Any assessment of biodiversity impact is highly reliant on geospatial data in order to understand where a given economic activity is taking place and to tie that back to the relevant datasets on biodiversity. Regardless of industry, there are substantial challenges in accurately locating where an organisations activity is taking place. In the case of second-order industries such as financial services, where it is necessary to understand the precise location where any funding may be being used, and precisely what activities will take place there, this becomes extremely difficult.

Whilst TCFD is seeking to collect data on the emissions of a small number of GHG molecules and risks related to a handful of climate-related scenarios (such as heatwave, wildfires, coldwave, flooding, hurricane and water stress), TNFD is seeking to collect data on the impact of millions of species of plants and animals and consider risks that include all of the climate related risks but also extend to areas such as loss of genetic diversity, invasive species, destruction of habitats, isolation of habitats, disease and moreover the systemic effects (both positive and negative) of this across multiple species within an ecosystem – rendering this more complex that a simple additive calculation.

The good news here is that there are a wide number of datasets already in existence from government, NGO and commercial sources. However, the data is of variable quality, completeness and consistency across these sources, in many cases has not previously been combined and no central register of these exists, meaning that there is substantial work required to fully understand the coverage and content of each before it can be used.

Both the location and the complexity aspects are compounded by the fact that there is incomplete data in both areas, and that the datasets that do exist may be highly heterogenous in nature and may not easily combine (for example consider combining Earth Observation satellite data modelled as a proxy for some measures, individual ecosystem analysis of others, and a bank’s lending data – there will be overlaps, gaps and definition challenges).

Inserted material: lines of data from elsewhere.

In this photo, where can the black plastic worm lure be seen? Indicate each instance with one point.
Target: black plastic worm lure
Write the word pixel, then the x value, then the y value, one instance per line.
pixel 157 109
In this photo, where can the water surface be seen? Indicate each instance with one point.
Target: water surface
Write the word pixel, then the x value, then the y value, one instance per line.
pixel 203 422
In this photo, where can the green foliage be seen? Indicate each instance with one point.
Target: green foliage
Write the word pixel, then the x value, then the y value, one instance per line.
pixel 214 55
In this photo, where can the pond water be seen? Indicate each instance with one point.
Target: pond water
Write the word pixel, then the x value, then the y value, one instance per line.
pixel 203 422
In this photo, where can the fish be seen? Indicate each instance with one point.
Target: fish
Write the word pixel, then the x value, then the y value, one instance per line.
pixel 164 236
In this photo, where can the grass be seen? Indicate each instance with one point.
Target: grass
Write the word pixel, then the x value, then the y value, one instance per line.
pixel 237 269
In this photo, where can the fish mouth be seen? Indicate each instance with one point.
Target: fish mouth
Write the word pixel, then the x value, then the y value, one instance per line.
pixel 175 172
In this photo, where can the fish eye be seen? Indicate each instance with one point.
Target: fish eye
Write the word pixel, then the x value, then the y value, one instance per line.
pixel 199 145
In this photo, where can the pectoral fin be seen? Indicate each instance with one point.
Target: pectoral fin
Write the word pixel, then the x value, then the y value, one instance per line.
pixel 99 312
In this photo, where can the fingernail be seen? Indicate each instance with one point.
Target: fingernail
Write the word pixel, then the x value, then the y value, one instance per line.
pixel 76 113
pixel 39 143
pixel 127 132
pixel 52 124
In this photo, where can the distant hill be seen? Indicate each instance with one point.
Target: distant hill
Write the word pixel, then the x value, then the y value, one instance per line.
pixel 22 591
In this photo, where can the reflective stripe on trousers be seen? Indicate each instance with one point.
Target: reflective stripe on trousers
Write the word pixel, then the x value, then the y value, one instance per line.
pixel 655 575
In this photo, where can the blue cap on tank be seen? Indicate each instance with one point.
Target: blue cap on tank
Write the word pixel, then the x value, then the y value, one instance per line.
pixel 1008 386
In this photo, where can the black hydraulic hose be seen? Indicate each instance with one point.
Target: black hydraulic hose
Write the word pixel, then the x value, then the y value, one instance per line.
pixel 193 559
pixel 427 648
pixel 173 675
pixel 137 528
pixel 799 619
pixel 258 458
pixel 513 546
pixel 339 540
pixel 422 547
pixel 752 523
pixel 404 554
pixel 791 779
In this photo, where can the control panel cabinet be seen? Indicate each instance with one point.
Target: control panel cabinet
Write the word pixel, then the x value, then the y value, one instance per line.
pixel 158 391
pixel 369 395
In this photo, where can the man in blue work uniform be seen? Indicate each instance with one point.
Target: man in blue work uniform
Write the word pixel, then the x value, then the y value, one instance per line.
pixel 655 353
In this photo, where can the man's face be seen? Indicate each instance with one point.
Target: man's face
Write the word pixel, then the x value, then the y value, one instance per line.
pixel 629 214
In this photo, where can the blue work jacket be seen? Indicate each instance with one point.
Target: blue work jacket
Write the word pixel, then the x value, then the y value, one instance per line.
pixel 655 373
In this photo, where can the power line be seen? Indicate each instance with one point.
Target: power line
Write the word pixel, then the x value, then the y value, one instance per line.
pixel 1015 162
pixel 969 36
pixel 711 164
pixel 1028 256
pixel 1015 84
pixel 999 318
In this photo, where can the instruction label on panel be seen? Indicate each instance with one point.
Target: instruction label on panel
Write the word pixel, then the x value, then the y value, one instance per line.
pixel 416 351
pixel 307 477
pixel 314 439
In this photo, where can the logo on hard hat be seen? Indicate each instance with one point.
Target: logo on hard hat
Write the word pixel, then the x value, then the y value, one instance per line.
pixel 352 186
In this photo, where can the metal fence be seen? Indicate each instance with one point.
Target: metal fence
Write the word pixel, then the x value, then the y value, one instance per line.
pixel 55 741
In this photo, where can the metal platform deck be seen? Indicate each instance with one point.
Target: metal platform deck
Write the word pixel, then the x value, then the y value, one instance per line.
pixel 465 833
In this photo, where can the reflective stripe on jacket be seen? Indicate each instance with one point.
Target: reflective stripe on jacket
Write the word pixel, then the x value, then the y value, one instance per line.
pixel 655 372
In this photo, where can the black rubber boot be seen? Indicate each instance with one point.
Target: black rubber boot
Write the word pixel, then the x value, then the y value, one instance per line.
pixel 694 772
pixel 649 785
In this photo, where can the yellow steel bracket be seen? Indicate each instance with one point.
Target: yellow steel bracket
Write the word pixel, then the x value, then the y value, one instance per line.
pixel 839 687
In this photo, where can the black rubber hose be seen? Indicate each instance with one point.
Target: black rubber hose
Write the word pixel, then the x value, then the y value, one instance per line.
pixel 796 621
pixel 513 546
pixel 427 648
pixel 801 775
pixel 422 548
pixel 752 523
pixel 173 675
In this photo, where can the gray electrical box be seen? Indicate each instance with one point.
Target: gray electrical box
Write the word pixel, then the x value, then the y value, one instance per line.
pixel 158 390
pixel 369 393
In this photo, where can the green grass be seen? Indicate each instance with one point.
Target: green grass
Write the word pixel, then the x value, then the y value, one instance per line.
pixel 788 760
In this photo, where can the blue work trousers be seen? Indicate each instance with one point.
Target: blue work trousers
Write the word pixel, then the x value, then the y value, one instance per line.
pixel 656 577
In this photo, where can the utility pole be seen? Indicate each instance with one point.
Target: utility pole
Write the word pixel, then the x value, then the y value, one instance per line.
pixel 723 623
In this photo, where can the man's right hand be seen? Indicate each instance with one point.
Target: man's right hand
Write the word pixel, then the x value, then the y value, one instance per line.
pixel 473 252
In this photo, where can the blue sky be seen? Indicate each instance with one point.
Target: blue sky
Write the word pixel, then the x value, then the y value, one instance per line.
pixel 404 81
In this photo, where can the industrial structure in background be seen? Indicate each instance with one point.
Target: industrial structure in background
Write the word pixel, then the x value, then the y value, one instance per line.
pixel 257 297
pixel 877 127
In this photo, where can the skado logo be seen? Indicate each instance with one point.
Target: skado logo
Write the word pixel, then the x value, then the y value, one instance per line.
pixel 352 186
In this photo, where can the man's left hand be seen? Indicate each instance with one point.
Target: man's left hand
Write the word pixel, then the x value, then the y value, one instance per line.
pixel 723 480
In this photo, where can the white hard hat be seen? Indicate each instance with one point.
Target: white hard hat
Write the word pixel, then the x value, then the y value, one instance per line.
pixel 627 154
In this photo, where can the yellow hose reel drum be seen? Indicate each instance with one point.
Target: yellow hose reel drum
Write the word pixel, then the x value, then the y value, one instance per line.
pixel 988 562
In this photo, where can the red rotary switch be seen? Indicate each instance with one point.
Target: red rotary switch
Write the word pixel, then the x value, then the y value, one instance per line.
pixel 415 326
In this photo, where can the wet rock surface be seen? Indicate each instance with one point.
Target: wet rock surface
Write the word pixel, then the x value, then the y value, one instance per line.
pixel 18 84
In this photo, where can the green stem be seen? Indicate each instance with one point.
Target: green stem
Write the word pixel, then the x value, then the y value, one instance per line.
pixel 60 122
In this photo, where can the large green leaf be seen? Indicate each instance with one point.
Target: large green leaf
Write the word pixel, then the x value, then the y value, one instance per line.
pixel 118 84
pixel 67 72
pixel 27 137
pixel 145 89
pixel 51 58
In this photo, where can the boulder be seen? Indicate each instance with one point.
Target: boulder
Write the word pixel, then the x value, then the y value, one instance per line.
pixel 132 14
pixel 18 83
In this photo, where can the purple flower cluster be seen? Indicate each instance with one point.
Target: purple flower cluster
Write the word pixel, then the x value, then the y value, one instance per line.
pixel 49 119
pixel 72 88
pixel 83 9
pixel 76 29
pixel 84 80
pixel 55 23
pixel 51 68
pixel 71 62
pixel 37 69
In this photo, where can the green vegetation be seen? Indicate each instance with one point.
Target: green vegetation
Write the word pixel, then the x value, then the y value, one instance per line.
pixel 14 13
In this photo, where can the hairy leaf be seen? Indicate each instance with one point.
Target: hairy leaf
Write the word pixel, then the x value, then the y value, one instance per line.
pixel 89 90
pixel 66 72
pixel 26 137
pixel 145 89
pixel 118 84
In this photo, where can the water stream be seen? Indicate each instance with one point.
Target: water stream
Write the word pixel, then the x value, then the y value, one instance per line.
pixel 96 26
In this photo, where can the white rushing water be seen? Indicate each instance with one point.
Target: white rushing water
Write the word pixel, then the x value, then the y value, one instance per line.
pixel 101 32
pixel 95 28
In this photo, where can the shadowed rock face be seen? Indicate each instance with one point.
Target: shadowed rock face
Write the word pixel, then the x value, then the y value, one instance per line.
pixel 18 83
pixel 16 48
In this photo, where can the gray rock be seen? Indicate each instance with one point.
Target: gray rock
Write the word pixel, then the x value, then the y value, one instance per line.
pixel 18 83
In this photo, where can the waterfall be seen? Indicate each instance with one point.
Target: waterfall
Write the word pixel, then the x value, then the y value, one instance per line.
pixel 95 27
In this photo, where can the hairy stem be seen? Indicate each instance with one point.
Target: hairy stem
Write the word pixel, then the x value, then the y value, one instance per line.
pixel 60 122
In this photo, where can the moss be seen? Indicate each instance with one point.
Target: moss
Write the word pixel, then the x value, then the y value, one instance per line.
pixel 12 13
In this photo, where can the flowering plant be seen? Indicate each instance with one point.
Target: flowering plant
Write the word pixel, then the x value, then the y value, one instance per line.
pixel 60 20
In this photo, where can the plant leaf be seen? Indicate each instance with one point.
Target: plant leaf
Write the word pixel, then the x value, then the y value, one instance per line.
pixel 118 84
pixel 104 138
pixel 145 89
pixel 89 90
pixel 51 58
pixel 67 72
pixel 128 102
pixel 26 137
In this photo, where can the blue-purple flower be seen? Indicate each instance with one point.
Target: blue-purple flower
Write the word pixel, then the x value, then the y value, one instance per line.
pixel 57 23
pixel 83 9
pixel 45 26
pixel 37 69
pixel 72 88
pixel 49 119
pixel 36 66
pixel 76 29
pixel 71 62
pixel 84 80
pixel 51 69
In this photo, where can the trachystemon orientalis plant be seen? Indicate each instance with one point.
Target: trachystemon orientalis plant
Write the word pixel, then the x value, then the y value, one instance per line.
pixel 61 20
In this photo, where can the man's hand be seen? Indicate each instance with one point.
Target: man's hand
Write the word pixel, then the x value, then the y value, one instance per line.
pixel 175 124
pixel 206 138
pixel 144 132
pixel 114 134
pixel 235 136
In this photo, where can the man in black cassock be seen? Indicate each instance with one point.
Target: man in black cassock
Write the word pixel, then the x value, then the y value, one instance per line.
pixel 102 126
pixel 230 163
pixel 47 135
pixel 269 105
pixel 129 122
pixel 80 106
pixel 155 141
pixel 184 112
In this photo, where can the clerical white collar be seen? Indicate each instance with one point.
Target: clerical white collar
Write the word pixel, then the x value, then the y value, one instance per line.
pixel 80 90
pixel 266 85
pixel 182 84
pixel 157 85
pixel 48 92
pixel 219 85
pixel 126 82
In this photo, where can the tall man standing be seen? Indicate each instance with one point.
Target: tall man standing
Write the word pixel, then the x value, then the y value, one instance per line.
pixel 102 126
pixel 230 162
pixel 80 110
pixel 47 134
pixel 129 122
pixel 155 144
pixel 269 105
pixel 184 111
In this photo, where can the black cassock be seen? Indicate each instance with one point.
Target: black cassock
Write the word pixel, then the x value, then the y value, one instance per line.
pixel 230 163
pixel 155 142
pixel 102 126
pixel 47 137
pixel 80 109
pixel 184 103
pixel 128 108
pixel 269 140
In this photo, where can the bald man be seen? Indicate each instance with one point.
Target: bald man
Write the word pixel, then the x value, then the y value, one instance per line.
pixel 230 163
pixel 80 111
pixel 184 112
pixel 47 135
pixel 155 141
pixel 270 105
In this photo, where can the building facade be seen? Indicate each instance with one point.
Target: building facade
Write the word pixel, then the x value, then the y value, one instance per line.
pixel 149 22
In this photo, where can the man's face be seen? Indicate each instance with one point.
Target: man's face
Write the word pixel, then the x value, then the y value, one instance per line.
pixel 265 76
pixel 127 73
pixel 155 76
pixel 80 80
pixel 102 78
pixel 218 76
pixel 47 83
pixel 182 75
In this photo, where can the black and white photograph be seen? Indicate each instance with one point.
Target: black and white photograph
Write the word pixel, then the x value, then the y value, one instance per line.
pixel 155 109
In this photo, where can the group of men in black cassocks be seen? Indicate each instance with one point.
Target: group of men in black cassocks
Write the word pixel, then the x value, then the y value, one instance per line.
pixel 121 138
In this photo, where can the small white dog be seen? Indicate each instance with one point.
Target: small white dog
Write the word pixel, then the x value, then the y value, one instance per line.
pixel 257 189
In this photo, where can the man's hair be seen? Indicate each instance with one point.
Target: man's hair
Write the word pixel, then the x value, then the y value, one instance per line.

In addition, the precise biodiversity data required will vary based on both location and activity (for example the data required to understand the impact of waterborne effluent from an industrial site may be very different to that required to understand the impact of deforestation at a specific agricultural site).

Finally, there is little overlap between individuals with experience using and understanding all of these differing datasets which means that there will be a resourcing challenge once work starts in earnest (for example, how many banks have a resident biologist on staff?).

So from a data perspective, this means that collecting data on Nature Related impacts and risks is orders of magnitude more complex than doing so on Climate Related impacts and risks.

With all of the focus right now on Climate related data it’s not hard to see why as yet there is little in the way of concrete plans to tackle biodiversity impacts, but with the complexity that will be required, this task will be substantially larger and will require sustained effort to achieve.

The final draft of TNFD’s finding isn’t due until September 2023 and there will be interim drafts in June 2022, October 2022 and February 2023. You can get access to the beta framework at but regardless of the detail that is ultimately required, all organisations should be starting to think about how they capture and hold geospatial data on their activities, assets and customers because one thing that is clear at this stage is that this location data will be key to unlocking the datasets required for TNFD reporting.